Tribune News Service
Amritsar, January 14
Access to rare manuscripts, documents, articles and literature belonging to Sikh history and culture will soon be just a click away.
In its endeavour to spruce up its treasures at the Sikh Reference Library established in 1946, the SGPC is now into making its contents available online.
Nonetheless, losing hope of getting back a substantial number of other priceless documents of the Gurus’ era, which were supposedly taken into possession by the Indian Army or CBI during Operation Bluestar, the SGPC has appealed to the people to donate any such documentation related to Sikh history in their possession to enrich the library.
SGPC’s chief secretary Roop Singh said their continuous appeals bore fruit when devotees donated books, documents and rare manuscripts related to Sikhism.
“The digitisation process is under way. Till date, around 80 per cent of our prized possessions have been scanned and digitised. Our motive is to make these available online so that the devotees can access those on their mobile phones or PCs,” he said.

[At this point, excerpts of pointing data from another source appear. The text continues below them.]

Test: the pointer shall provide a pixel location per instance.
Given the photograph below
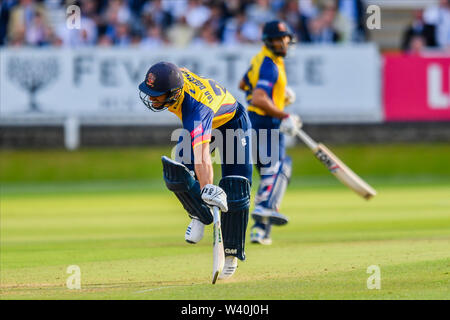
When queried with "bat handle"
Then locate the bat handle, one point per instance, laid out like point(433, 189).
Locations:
point(307, 139)
point(216, 214)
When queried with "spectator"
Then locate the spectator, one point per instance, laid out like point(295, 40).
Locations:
point(439, 16)
point(239, 30)
point(177, 8)
point(308, 8)
point(154, 13)
point(88, 32)
point(260, 12)
point(38, 32)
point(419, 28)
point(122, 36)
point(21, 19)
point(206, 37)
point(416, 45)
point(180, 34)
point(294, 17)
point(105, 41)
point(196, 14)
point(352, 14)
point(321, 28)
point(5, 11)
point(153, 38)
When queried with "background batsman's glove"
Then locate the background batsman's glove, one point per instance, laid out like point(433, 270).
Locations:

Though it was almost destroyed during Operation Bluestar in 1984, the library still has a mammoth collection of 25,000 books, magazines, newspapers, periodicals on Sikh religion and history, besides 600 handwritten ‘saroops’ (Guru Granth Sahib) and a repository of over 1,500 rare manuscripts, including copies of the Adi Granth, Damdami Bir (dated Bikrami 1739), a number of handwritten Hukmnamas (some bearing signatures of Sikh Gurus), and a few rare documents pertaining to India’s struggle for independence.
In 1984, it was alleged that the library’s material was confiscated by the CBI and Indian Army. While the Army authorities maintained that the library had caught fire during the exchange of fire, the SGPC claimed that the Army deliberately put the “empty library” on fire after taking the rare and invaluable material away in gunny bags.
The SGPC had pleaded with the Defence Ministry umpteen times and even approached the offices of the PM and President to recover the material, but in vain.
Roop Singh said, “Our pleas to return the literature were never heard. If it is believed that the Army or the government has those documents, little care must have been taken to preserve those. Those must have got destroyed by now,” he said.